Some of us want a record of what was, not a hallucination of what might have or could have been.
Courts, for example. Forensic science was revolutionized by widespread adoption of photography leading to a reduction of the importance given to witnesses. Who also hallucinate what might have happened.
So when I took an 8 second exposure of the aurora on Friday and then used Capture One to process the raw to make it more vivid than it was in real life - is that a record of what was?
Don’t get me wrong, I’m not super keen on AI type stuff in cameras as a whole. The line is muddy though. A smartphone camera straight up can’t capture the moon well, or at all. If it then looks more like it did in real life after processing is that better or worse than my above example?
How often do you capture auroras or other beauty shots, vs. readouts on your electricity meter, stickers on the back of your furnace, receipts, and a hundred other displays and documents you need to send someone? I definitely do plenty of the latter, and in such cases, I'd really appreciate the AI to not spice things up with details it thinks should be there.

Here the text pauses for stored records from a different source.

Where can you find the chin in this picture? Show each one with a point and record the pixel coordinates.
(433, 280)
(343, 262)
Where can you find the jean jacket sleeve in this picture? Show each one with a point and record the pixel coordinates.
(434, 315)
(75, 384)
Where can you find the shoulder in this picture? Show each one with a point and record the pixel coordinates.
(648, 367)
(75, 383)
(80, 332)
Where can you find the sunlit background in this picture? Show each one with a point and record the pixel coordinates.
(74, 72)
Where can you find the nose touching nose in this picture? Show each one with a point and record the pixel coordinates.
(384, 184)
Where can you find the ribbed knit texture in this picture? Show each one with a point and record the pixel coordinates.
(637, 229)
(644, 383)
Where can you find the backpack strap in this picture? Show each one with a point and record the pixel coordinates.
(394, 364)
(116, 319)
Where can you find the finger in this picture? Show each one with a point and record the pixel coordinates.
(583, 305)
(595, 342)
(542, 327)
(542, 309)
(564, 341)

I'm by no means against the feature. Hell, I shoot 90% of my family photos in Portrait mode on my Galaxy phone, which does some creative bluring and probably some other magic[0]. I just really appreciate being able to turn the magic on or off myself. That, and knowing exactly what the magic is[1].
--
[0] - I don't know what exactly it does, but switching from normal to Portrait mode is all it takes for my photos to suddenly look amazing, as judged by my wife, vs. plain sucking.

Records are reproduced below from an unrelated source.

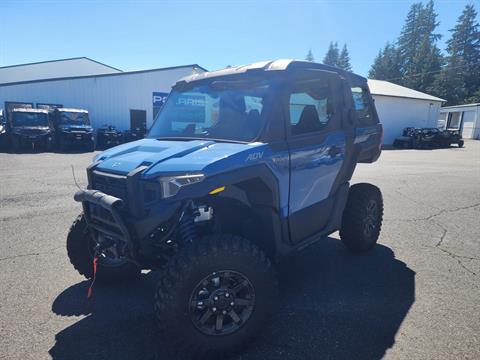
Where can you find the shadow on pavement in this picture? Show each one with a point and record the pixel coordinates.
(334, 305)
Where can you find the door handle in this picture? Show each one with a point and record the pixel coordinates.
(334, 151)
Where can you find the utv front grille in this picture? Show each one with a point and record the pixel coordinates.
(110, 184)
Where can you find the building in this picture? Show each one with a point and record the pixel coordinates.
(127, 99)
(465, 118)
(399, 107)
(80, 66)
(123, 99)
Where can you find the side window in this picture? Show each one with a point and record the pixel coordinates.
(362, 105)
(310, 109)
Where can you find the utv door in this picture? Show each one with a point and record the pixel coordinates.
(317, 147)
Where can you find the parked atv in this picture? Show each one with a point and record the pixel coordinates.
(73, 129)
(241, 168)
(427, 138)
(27, 127)
(454, 137)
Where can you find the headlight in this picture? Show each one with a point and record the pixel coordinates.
(171, 185)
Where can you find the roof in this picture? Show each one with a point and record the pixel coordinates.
(459, 106)
(78, 66)
(385, 88)
(72, 110)
(270, 65)
(43, 111)
(122, 73)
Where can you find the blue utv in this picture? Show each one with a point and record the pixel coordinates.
(241, 168)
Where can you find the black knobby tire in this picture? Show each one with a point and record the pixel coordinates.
(211, 255)
(362, 217)
(15, 144)
(79, 249)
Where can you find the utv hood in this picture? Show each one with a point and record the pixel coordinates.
(164, 157)
(76, 128)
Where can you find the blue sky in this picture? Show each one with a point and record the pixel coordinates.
(133, 35)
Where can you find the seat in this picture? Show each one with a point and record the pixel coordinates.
(309, 121)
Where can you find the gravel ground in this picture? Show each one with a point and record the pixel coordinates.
(415, 296)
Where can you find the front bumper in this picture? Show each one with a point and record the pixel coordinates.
(110, 216)
(109, 221)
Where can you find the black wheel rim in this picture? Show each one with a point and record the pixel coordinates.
(371, 218)
(108, 257)
(222, 303)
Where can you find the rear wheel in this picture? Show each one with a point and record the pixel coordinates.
(110, 266)
(15, 144)
(362, 217)
(216, 294)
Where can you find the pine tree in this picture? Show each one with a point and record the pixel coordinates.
(463, 50)
(409, 40)
(386, 65)
(309, 56)
(344, 59)
(420, 57)
(332, 56)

[1] - See e.g. "scene optimizer" in Galaxy phones. It's a toggle on normal photo mode. I have no first clue what it does, I can't see any obvious immediate difference between shots taken with vs. without that feature.
When I'm taking a picture of a receipt or sticker behind a machine, I don't actually want a literal photograph of the entire scene but just a reproduction of the text content.

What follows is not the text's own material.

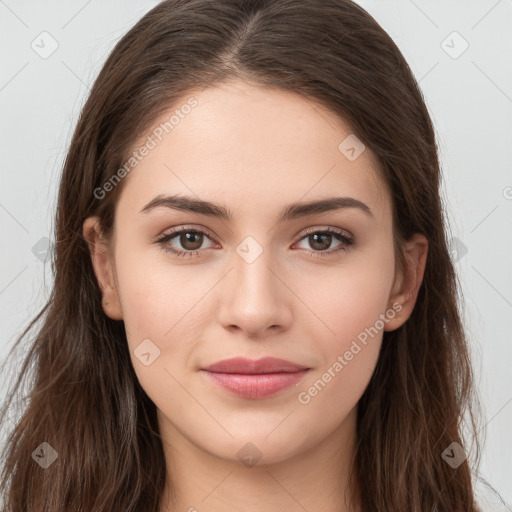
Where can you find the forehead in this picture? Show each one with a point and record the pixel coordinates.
(253, 148)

Any environmental lighting, color and texture of the desk, and all other visual detail are only a distraction.
So if the camera would recognize this intent and just give me the receipt looking like it came from a scanner, that would in fact be a great improvement. So I think your example is in fact a point in favor of having AI meddle with most photos that people shoot.
There's a pretty famous example of Xerox's scanners using compression on the scans done...except the "compression" would sometimes substitute the wrong letter or number on text-based content. [1]
So I can foresee pretty straightforward problems with merely storing the text content from the images, to say nothing of any less binary "is it correct" questions.
I recently took a picture of a lizard on a granite with large grains. When I zoomed in to identify the type of lizard I saw that all the grains and some leaves on a tree had been simplified with some type of swirl. I find it unlikely those swirls were artifacts of the sensor itself. My assumption is the effect is related to compression given how often it repeated but I'm not sure.
> Some of us want a record of what was, not a hallucination of what might have or could have been
Yes, but that doesn’t imply “A camera is supposed to take pictures of what it sees”, only “cameras sometimes are supposed to take pictures of what they see”.
Some of us prefer a nice picture over a more exact record of what was; some of us will even argue that such manipulated pictures are better at capturing what was precisely because they sacrifice some of the physical reality for the non-physical essence of a moments one’s memory of such a moment.
That moon photo is a nice example. Smartphone cameras aren’t very good at capturing what the full moon looks like in our memory.
Pretty much all modern digital cameras are using heuristics and algorithms to construct the image you see - it's not just a sensor grid and a bitmap file and it hasn't been for a long time.
The important property is how the pixels are correlated with the physical reality being imaged - because the goal is to reason and learn about the depicted subject though information in the photo. Heuristics and algorithms for demosaicing, white balance, auto-brightness/dynamic range, lens collection, removing motion blur, etc. improve the correlation or improve our ability to see it. This is fine, though you need to be aware at time which properties of the image are to be treated as relative vs. absolute.
This is also a far cry from having your camera think, "I'm a consumer camera! Normies often shoot pictures of the Moon, so this fuzzy circle must be it; let me paste a high-resolution photo of the Moon there", or "gee, normies often shoot sportsball, so this green thing must be astroturf, and this grey blob is probably the ball", etc.
Big difference between a fancy interpolation algorithm that compiles to 500 bytes and another that takes many more orders of magnitude of space because it also contains data used to add details from what it thinks other similar photographs have
Courts, for example. Forensic science was revolutionized by widespread adoption of photography leading to a reduction of the importance given to witnesses. Who also hallucinate what might have happened.